Configuration for Stdio:

server:
  port: 8081

spring:
  ai:
    mcp:
      client:
        toolcallback:
          enabled: true
        stdio:
          root-change-notification: true
          connections:
            server1:
              command: java
              args:
                - -jar
                - /path/to/mcp-server.jar

# Disable banner and logging for the server when using Stdio
spring:
  main:
    banner-mode: off
logging:
  level:
    root: off

Configuration for SSE:

spring:
  ai:
    mcp:
      client:
        toolcallback:
          enabled: true
        sse:
          connections:
            server1:
              url: http://localhost:8080

spring:
  ai:
    openai:
      base-url: YOUR_BASE_URL
      api-key: YOUR_API_KEY
      chat:
        options:
          model: YOUR_MODEL

Declare the ChatClient bean:

import org.springframework.ai.chat.client.ChatClient;
import org.springframework.ai.tool.ToolCallbackProvider;
import org.springframework.context.annotation.Bean;
import org.springframework.context.annotation.Configuration;

@Configuration
public class ChatClientConfig {
    @Bean
    public ChatClient chatClient(ChatClient.Builder builder, ToolCallbackProvider mcpTools) {
        return builder.defaultTools(mcpTools).build();
    }
}

Controller that forwards user input to the LLM:

import org.springframework.ai.chat.client.ChatClient;
import org.springframework.beans.factory.annotation.Autowired;
import org.springframework.web.bind.annotation.GetMapping;
import org.springframework.web.bind.annotation.RestController;
import reactor.core.publisher.Flux;
import jakarta.servlet.http.HttpServletResponse;

@RestController
public class DateTimeController {
    @Autowired
    private ChatClient chatClient;

    @GetMapping("/chat")
    public String chat(String input) {
        return chatClient.prompt().user(input).call().content();
    }

    @GetMapping("/chat/stream")
    public Flux<String> streamChat(HttpServletResponse response, String input) {
        response.setCharacterEncoding("UTF-8");
        return chatClient.prompt().user(input).stream().content();
    }
}

When using Stdio, ensure the server does not write non‑protocol data to stdout; disable banner and logging as shown above.

Testing

Start the MCP server (Stdio or SSE), then start the MCP client service.

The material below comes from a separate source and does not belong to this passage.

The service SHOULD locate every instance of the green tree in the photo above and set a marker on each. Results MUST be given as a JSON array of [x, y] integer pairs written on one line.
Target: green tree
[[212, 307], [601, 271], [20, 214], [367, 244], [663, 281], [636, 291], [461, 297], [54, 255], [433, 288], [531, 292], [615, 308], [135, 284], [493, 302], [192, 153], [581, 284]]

Access the client endpoints (e.g., /chat?input=What+time+is+it?) and observe that the client invokes the server‑side tools (current time, alarm setting) and returns the model’s answer.

Outlook

MCP acts as a bridge between traditional back‑end systems and AI models, offering a promising new direction for back‑end developers. Although still in its early stages—with immature tooling and high token consumption—it is expected to mature into a foundational layer for AI‑enabled services as the technology evolves.